The government’s controversial 'workfare' programme - by which unemployed people are required to work for their benefits – is to face a legal challenge in the High Court this week.
There has been a widespread backlash against workfare since it was introduced by the coalition government, with critics arguing that if there is work available then people should be paid at least minimum wage to carry it out.
Tomorrow (26 June), Cait Reilly and an unnamed claimant will be in court challenging two of the government’s workfare schemes – the sector-based work academies and the community action programme respectively.
The Public Interest Lawyers who are representing the claimants state that “If it succeeds the court will quash the regulations under which the schemes are made and Iain Duncan Smith, the Secretary of State for Work and Pensions, will be sent back to the drawing board".

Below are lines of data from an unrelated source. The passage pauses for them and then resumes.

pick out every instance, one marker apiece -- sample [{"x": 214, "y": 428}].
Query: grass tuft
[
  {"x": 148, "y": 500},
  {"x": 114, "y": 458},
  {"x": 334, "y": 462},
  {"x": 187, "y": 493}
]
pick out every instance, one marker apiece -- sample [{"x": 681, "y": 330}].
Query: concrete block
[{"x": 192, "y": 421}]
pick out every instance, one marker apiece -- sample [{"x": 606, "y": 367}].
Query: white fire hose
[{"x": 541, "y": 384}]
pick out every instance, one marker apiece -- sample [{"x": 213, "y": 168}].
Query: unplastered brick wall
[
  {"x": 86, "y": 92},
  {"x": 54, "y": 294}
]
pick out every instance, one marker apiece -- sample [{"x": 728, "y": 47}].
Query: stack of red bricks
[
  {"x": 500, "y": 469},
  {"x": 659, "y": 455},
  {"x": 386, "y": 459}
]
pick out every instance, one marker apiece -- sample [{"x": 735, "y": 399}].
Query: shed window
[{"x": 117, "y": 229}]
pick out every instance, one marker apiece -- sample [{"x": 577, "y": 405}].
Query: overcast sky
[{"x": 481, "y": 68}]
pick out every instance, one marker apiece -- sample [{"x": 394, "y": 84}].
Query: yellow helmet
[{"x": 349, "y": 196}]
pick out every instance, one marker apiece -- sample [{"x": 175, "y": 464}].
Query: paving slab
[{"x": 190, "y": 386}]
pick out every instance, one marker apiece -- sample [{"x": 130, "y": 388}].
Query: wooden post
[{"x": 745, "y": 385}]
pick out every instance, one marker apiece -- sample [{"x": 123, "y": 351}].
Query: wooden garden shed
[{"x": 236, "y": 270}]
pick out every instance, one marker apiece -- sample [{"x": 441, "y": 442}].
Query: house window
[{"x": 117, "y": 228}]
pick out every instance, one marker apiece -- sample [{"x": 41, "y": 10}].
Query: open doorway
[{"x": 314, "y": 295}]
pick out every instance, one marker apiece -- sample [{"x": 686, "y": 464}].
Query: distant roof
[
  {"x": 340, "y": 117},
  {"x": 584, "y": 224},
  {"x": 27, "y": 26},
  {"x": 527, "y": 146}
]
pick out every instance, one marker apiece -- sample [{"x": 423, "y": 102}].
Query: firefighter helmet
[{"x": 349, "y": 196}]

Members of the group Boycott Workfare will be outside the Royal Courts of Justice, dressed as judges and holding a banner declaring “the real crime is workfare”. The campaigners will show their support for the two claimants in their legal challenge.
Several companies have already pulled out of participating in workfare schemes following public anger and campaigns by Boycott Workfare.
"After months of effective campaigning against workfare on the streets and online, these cases will see the fight against workfare challenged in the courts of law,” said Joanna Long of Boycott Workfare.
She added, “If these cases succeed, the government would see their workfare schemes in even deeper disarray. We wish the claimants our best wishes with their cases in which they will assert their right, and the rights of all unemployed people, to be protected from forced work for benefits”.